Poznajesz teraz wartość swej duszy? Zważ, że dla niej niebo stworzył Bóg, pamiętaj o tem szczęściu bez granic, o tej radości bez końca, którą Bóg zgotował dla duszy, która Go miłuje; zważ wreszcie na te męki piekielne, na wieczność straszną, którą Bóg mimo swej dobroci przeznaczył dla dusz, które go nienawidzą a poznasz wartość swej duszy w świetle jej przyszłości, jej zbawienia lub potępienia; poznasz, jak ważna jest sprawa zbawienia twej duszy i teraz rozumiesz słowa Chrystusa Pana: „cóż pomoże człowiekowi, jeśliby wszystek świat zyskał a na duszy swej szkodę podjął” (Mat. 16, 26.).

A wreszcie pamiętaj, że jedną masz tylko duszę a gdy ją stracisz, wszystkoś stracił bezpowrotnie; gdy stracisz oko, rękę lub nogę, masz jeszcze drugie oko, drugą rękę lub drugą nogę; gdy duszę stracisz, wszystkoś stracił; gdy stracisz majątek lub sławę, jeszcze inne dobra ci pozostały; pozostała nadzieja, że je odzyskasz; gdy duszę stracisz wszystkoś stracisz, boś stracił i nadzieję a kto nadzieję stracił, ten wszystko stracił; „wyrwij od miecza, Boże, duszę moją i z ręki psiej jedynaczkę moją; będę opowiadał imię twe braci mojej, wpośród Kościoła będę cię chwalił” (Ps. 21, 21, 23.).

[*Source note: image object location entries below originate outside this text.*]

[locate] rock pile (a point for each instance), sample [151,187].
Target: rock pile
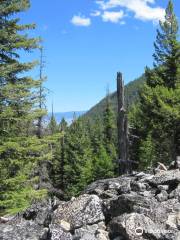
[137,206]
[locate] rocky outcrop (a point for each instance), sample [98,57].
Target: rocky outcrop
[142,206]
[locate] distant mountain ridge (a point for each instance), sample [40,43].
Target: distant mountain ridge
[131,95]
[68,116]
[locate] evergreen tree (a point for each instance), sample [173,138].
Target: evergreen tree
[167,53]
[159,108]
[19,152]
[78,158]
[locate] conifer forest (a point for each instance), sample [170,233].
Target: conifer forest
[39,160]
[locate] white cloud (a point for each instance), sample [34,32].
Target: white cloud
[81,21]
[141,8]
[113,17]
[95,14]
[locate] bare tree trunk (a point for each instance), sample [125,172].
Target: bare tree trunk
[122,124]
[39,124]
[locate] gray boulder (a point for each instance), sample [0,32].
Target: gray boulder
[84,210]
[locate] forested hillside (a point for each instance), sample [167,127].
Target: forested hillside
[38,161]
[131,96]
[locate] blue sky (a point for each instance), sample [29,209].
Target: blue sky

Tyle lat żyję na ziemi, myślałem o wszystkiem, tylko nie o wartości duszy swej, myślałem o wszystkiem, tylko nie o zbawieniu duszy swej; szukałem, goniłem, pragnąłem a nie wiedziałem czego; błąkałem się po świecie bez drogi, bez celu.

Tobie, o Panie, od dziś oddaję duszę swoją; wchodzę na drogę, którą Tyś mi wskazał łaską swą; Panie, daj łaskę wytrwania; Jezu, Tobie żyję, Jezu Tobie umieram, Jezu, Twój jestem w życiu i śmierci. Amen.

x. Ignacy Czechowski, Krótkie kazania na niedzielę i święta całego roku, Poznań 1930.